Opening the conversation

While this article has no intention of standing in as medical advice, it is meant to inform you of your options and encourage an open conversation between you and your provider about whichever screening method feels most aligned to you and your baby. That said, we understand that having these conversations can feel scary and intimidating. So let's take a moment to lay out a few ways you can advocate for your preferences. These conversations can happen whenever and wherever you are comfortable. If you go into pregnancy knowing you won’t be utilizing glucola, you are welcome to have this conversation as early as your first prenatal appointment. Or maybe you plan on waiting until closer to when you’ll do the actual blood test. The call is always yours! Here are a few examples of how opening this conversation can look:

You: So I understand that this office mainly uses glucola for gestational diabetes screening. However after looking at the research I’ve decided that I’d much rather use one of the alternative methods, such as a juice cocktail, a sugary breakfast, or the FreshTest beverage. Is there an alternative that you prefer over the others?

You: I know that my glucose test is coming up very soon and I wanted to take a moment to ask you a few questions. Your knowledge is valuable to me and I’d like to consider it in whatever decision I make pertaining to this test. I have been reading a lot about glucola alternatives, and after looking at the ingredient list of glucola I am really leaning towards choosing an alternative. I know you may prefer your patients to use glucola, but since that doesn’t feel aligned with my needs I’m hoping you can advise me on which alternative you think would be most reliable.

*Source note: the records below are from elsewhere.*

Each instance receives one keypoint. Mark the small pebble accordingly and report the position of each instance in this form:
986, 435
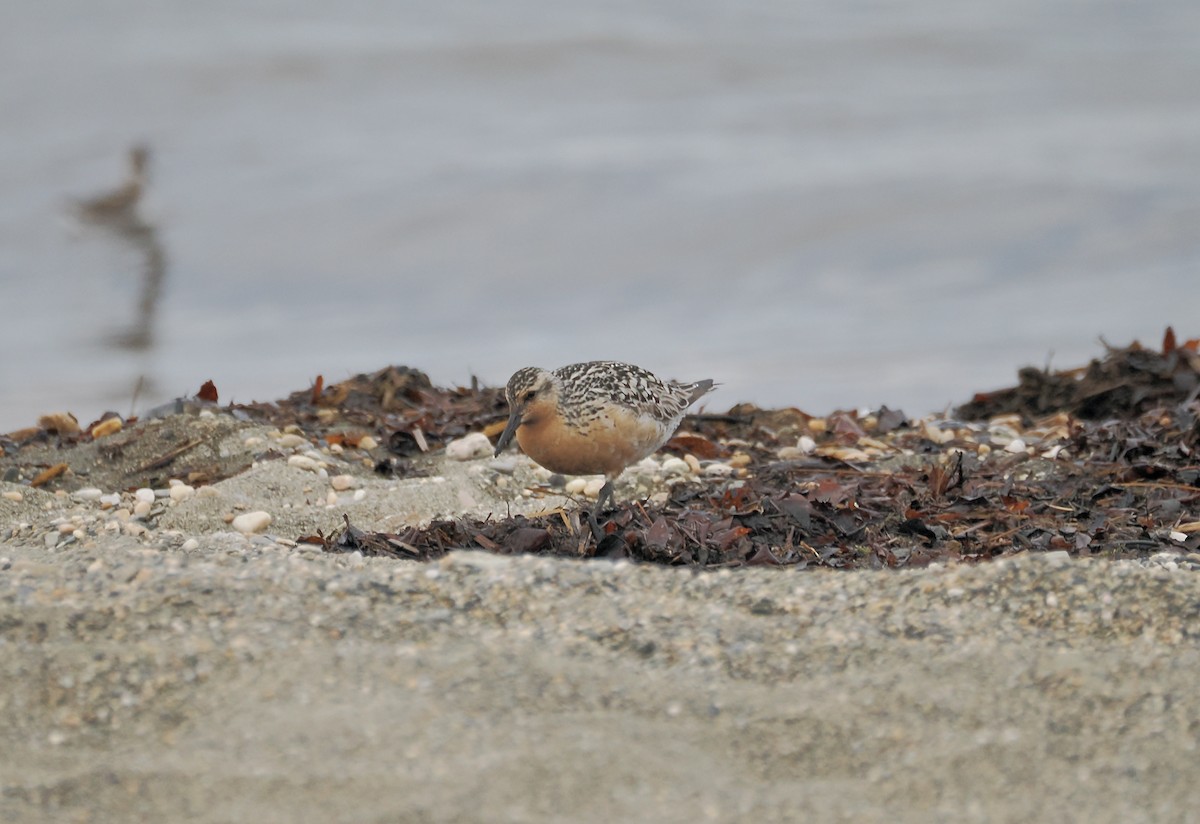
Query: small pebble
718, 470
473, 446
304, 462
252, 522
505, 465
675, 465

From here, there are two outcomes. Your provider will either pushback, or they will engage in a conversation and offer their opinion. Let’s take a moment to discuss why we might see pushback. First and foremost, Drs can be creatures of habit just like the rest of us. Perhaps they’ve been practicing for forty years and glucola is the only thing they’ve ever used. Letting go of something that feels so reliable might feel counterproductive to them. Or maybe they haven’t read the research. We tend to forget that continuing education requirements for physicians are abysmal and can be used for holistic specialties such as acupuncture. It’s entirely possible that a dr just hasn’t read the research. One of the biggest reasons we see pushback is because many Drs have doubts about the reliability of putting such a test in the hands of the patient. Human error seems to be a large concern among physicians. Handing a patient a 10 ounce bottle of perfectly portioned and formulated glucola seems so much more reliable than a patient with a plate of pancakes and a bottle of syrup. Let’s take another minute to explore what the conversation might look like after a bit of pushback.

Doctor: I know there has been some nuance around glucola, but we use it because it is reliable and it yields the most accurate results. I know there’s a lot of stuff on the internet that can make it seem bad for you, but it’s no worse than a soft drink.

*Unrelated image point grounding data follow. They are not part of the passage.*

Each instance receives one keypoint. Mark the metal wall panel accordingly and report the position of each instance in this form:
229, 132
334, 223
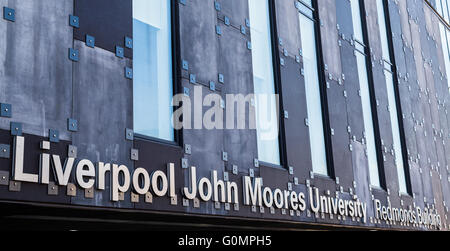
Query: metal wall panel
36, 74
109, 21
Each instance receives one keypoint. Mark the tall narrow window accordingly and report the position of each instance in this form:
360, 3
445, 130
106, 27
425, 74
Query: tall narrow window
360, 46
388, 72
264, 82
152, 66
313, 94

You: I understand. I know it’s been around a long time and I thank you for explaining why you recommend that I use it, but it just isn’t aligned with me so for right now I am giving my informed refusal for glucola, but I would really like to know which alternative you recommend. If at any point I test high for blood sugar, we can revisit this conversation then. I really appreciate you taking the time to give me your feedback.

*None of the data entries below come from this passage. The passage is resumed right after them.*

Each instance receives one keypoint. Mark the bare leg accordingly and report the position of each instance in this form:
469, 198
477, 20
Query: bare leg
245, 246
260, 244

At the end of the day, it’s important to know that your care is always squarely in your hands. While some providers may push for glucola, it’s ultimately your hands that will put the bottle to your mouth. What’s in that bottle or on those pancakes is entirely up to you. What is most important is that whatever choice you make is informed, and aligns with your needs. While providers may have a preference, if that preference doesn’t match yours? Well, informed refusal is your right.